ECLI:NL:RVS:2005:AU8767
Raad van State
- Voorlopige voorziening
- H. Troostwijk
- A.L.M. Steinebach-de Wit
- Rechtspraak.nl
Verzoek om voorlopige voorziening tegen bouwvergunning voor garage in Apeldoorn
Op 15 februari 2005 verleende het college van burgemeester en wethouders van Apeldoorn aan [vergunninghouder] een vrijstelling en bouwvergunning voor het vergroten van een garage op het perceel [locatie] te [plaats]. Tegen deze beslissing heeft verzoeker op 15 december 2005 hoger beroep ingesteld bij de Raad van State, waarbij hij tevens verzocht om een voorlopige voorziening. De Voorzitter van de Afdeling bestuursrechtspraak van de Raad van State heeft het verzoek op 20 december 2005 ter zitting behandeld. Verzoeker was aanwezig, bijgestaan door mr. H. Martens, terwijl het college werd vertegenwoordigd door G.L. ter Brugge. De vergunninghouder was afwezig.

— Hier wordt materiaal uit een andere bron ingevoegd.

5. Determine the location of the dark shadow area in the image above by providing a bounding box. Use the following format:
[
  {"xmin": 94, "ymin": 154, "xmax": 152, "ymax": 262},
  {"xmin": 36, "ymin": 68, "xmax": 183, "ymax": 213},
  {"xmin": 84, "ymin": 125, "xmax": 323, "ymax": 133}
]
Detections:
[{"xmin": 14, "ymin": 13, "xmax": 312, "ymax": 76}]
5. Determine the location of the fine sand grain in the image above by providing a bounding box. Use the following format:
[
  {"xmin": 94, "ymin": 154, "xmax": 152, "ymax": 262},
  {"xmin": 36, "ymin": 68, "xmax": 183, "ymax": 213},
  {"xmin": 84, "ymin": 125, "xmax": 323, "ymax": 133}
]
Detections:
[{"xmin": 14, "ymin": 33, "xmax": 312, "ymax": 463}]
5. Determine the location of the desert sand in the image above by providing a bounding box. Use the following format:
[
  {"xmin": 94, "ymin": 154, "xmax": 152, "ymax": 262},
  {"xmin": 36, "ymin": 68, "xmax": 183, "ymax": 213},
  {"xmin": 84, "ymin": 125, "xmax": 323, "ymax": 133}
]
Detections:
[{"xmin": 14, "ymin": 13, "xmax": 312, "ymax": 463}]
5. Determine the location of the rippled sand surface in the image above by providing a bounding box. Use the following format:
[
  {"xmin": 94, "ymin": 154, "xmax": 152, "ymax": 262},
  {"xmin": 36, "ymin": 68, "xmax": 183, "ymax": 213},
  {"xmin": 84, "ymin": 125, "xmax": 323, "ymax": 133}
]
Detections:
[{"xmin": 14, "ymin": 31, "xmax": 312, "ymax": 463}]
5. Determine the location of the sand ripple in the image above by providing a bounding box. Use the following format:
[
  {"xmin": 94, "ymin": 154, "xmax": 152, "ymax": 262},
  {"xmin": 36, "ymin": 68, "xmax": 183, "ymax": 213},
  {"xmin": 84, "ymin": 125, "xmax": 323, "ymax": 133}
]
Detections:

De Voorzitter overwoog dat besluiten in het algemeen uitvoerbaar zijn, ook als daartegen een rechtsmiddel is aangewend. Dit geldt des te meer nu de rechter in eerste aanleg het besluit heeft getoetst en het beroep ongegrond heeft verklaard. De Voorzitter vond geen aanleiding om aan te nemen dat de vrijstelling en bouwvergunning in de bodemprocedure niet in stand zouden blijven. Er waren geen aanknopingspunten dat het college onvoldoende rekening had gehouden met de belangen van verzoeker.
Op basis van deze overwegingen werd het verzoek om een voorlopige voorziening afgewezen. De Voorzitter concludeerde dat er geen aanleiding was voor een proceskostenveroordeling. De uitspraak werd openbaar uitgesproken op 23 december 2005.